A student immediately sets up ∫∫ f(x,y) dx dy to compute ∬_R f dA, reasoning that a double integral is just two nested single integrals by definition. What is wrong with this reasoning?
ANothing — the double integral is defined as two nested single integrals in the order dx dy
BThe student should integrate dy dx instead, since x comes first in the Cartesian plane
CComputing as iterated integrals is justified by Fubini's theorem, not the definition — the definition is a limit of Riemann sums
DThe student needs to include a Jacobian factor to account for the 2D area element
The double integral ∬_R f dA is defined as the limit of 2D Riemann sums — the same limiting process as in 1D, extended to rectangles in the plane. Fubini's theorem then proves (under appropriate conditions) that this limit equals the iterated integral ∫∫ f dy dx or ∫∫ f dx dy. The iterated-integral computation method and the definition are different things. This distinction matters because Fubini's theorem has conditions, and it explains why you can sometimes swap integration order (justified by Fubini) but can't always do so blindly.
Question 2 Multiple Choice
If f(x,y) = 1 everywhere on region R, what does ∬_R f(x,y) dA equal?
A1, since f is constantly 1 and integration of a constant just returns that constant
B0, since a flat surface at height 1 has no interesting volume
CThe area of region R
DThe perimeter of region R
When f = 1, the Riemann sum becomes ∑ 1·ΔA = ∑ ΔA, which approximates the total area of region R. In the limit, ∬_R 1 dA = area(R). Geometrically, the 'volume' under the flat surface z = 1 above R is just the base area R times height 1. This is the simplest and most important special case: the double integral degenerates to an area computation when the integrand is 1.
Question 3 True / False
The double integral ∬_R f(x,y) dA can be negative when f takes negative values on part of R.
TTrue
FFalse
Answer: True
Just like the 1D definite integral gives signed area (subtracting where f < 0), the double integral gives signed volume. Where f < 0, the 'boxes' in the Riemann sum have negative height, contributing negatively to the sum. If f is negative everywhere on R, ∬_R f dA is negative. This makes double integrals useful for computing net quantities (like net electric charge or net probability density) rather than just positive volumes.
Question 4 True / False
The double integral ∬_R f(x,y) dA is defined as two successive single integrals; this is its definition, not a theorem.
TTrue
FFalse
Answer: False
This is the key conceptual error to avoid.

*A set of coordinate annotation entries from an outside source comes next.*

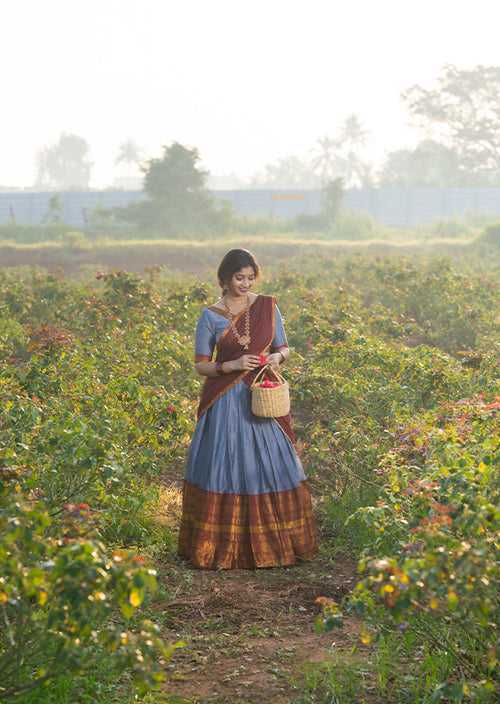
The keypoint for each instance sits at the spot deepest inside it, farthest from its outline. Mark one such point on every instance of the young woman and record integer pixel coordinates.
(246, 501)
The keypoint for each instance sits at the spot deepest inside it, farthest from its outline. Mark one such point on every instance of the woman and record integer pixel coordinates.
(246, 501)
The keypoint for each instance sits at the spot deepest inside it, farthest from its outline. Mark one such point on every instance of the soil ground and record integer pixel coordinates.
(248, 633)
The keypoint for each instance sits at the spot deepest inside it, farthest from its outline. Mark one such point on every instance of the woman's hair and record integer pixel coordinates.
(233, 261)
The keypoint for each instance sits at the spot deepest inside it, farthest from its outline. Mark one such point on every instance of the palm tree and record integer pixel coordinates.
(326, 160)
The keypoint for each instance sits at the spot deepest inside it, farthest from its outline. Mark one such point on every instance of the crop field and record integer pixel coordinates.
(393, 376)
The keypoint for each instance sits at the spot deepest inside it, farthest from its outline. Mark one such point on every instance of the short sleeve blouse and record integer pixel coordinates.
(210, 326)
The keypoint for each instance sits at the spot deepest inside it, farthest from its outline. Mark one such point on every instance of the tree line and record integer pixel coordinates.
(458, 121)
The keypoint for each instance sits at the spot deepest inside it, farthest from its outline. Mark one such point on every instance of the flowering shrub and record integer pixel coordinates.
(433, 566)
(60, 593)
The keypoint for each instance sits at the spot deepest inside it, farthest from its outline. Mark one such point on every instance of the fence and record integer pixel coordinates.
(399, 207)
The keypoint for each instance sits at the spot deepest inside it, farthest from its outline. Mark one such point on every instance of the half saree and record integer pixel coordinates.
(246, 501)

The double integral is defined as the limit of 2D Riemann sums: partition R into small rectangles, evaluate f at sample points, multiply by area ΔA, sum, and take the limit as rectangle size shrinks. Fubini's theorem is what guarantees (under appropriate conditions on f and R) that this limit equals the iterated integral ∫_a^b [∫_c^d f(x,y) dy] dx. Definition and computation method are different things, and conflating them causes errors when Fubini's conditions aren't met.
Question 5 Short Answer
Why is it important to distinguish the definition of the double integral from the method of computing it as iterated integrals?
Think about your answer, then reveal below.
Model answer: The definition (limit of Riemann sums) tells you what the double integral means and when it exists. The iterated-integral computation method is justified by Fubini's theorem, which has conditions (f must be integrable, and for non-rectangular regions, the limits of integration must correctly describe the region). Keeping them separate matters in practice because: (1) when changing the order of integration, you must re-derive the limits from the geometry of R — the region doesn't change, but how you slice it does; (2) some functions violate Fubini's conditions and the two iterated integrals give different values even though the double integral is well-defined.
The practical payoff of this conceptual clarity is that you can swap integration order confidently (because Fubini justifies it) while knowing that the limits of integration must be rederived from scratch — they aren't symmetric. You also recognize that ∬ 1 dA = area(R) and ∬ f dA can be negative, which are properties of the definition, not artifacts of the computation method.